Jian Zheng took advantage of the fact that Zuo Zhuan had been hiding from the public for four years to urge Jin Wengong to attack Zheng. In the summer of four years (7 19 BC), Wei joined forces with Chen, Song and Cai to attack Zheng. Xu Zhengbo thinks it means that in the autumn of the same year, Wei Guo once again cut Zheng and robbed Zheng's crops. Between the two wars, soldiers were stationed in Chen and Song (Shitan).
The other is that in the Book of Songs of Qing Dynasty, Yao Jiheng put forward "In the 12th year of Lu (597 BC), Wei Mugong sent troops to save Chen", saying: "This poem was written out of resentment because Wei Mugong made an alliance with the north and south of Qing Dynasty, demanding that Chen be cut down by Song Dynasty, pacifying the difficulties of Chen and Song Dynasty and prospering the army."

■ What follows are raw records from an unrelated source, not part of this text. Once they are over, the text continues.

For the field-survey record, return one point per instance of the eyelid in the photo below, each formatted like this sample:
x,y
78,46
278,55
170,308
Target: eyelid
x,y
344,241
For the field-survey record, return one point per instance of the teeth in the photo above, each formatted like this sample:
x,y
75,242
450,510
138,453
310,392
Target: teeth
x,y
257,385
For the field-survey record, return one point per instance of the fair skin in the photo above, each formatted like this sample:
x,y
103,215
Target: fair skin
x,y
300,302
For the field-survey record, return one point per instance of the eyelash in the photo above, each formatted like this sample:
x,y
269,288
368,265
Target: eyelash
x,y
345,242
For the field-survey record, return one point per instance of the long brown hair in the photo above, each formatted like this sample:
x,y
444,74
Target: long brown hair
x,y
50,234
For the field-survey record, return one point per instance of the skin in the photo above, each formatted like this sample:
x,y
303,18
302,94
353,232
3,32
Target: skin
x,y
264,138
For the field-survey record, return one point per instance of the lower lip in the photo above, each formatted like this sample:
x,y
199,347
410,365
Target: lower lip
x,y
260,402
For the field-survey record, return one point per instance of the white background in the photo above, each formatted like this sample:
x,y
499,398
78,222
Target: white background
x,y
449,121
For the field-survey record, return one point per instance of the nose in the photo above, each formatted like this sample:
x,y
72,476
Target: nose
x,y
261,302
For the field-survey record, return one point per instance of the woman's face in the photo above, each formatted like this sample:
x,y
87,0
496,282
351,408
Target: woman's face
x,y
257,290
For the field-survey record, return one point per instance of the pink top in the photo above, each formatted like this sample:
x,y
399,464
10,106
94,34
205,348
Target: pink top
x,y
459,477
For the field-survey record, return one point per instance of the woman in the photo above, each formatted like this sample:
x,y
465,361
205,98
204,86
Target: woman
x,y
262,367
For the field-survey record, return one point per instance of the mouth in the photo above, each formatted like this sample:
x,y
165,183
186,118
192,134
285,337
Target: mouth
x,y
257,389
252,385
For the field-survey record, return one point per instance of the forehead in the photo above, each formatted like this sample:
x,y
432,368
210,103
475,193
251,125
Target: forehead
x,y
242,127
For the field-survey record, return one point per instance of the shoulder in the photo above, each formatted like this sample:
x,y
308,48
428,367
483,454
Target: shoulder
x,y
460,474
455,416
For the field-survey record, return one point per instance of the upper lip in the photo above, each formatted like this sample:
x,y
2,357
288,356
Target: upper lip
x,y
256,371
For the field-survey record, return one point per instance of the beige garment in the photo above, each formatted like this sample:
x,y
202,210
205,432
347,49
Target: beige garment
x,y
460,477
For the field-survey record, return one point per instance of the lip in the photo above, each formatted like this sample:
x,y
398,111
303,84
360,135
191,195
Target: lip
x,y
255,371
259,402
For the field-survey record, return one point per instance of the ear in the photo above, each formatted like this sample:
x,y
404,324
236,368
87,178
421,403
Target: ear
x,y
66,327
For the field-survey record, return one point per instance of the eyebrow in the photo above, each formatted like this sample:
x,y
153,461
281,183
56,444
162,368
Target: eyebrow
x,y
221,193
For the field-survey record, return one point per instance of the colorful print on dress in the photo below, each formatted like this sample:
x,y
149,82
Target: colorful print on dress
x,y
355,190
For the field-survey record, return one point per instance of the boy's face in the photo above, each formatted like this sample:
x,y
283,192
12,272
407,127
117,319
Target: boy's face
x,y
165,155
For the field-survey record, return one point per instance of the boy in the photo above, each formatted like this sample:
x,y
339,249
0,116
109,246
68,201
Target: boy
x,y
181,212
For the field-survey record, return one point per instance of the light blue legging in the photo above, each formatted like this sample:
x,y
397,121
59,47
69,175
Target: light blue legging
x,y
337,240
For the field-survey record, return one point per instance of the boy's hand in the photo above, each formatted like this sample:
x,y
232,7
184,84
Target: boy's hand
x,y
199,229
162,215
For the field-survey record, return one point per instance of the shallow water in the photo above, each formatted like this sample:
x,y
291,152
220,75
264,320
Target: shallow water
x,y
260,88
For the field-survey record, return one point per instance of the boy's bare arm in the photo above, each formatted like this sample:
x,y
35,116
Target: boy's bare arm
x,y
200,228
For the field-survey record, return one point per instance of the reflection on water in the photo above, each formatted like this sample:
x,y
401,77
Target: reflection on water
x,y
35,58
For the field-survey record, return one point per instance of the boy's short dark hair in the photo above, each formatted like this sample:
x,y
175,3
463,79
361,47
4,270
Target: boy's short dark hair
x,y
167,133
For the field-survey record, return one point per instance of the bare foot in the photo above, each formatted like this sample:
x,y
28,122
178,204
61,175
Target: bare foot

Yao Jiheng thinks that the preface to Mao's Poems says that "it is six if you don't cooperate with others", which is actually cut off by the twelfth golden year of the Spring and Autumn Period. Fang Yurun, a scholar in Qing Dynasty, regarded the original Book of Songs as "a poem that retreats without thinking". Now, many people think that what Yao said is more reasonable. Whatever the background, it is certain that this poem reflects the resentment and yearning of a recruiter who has not returned for a long time.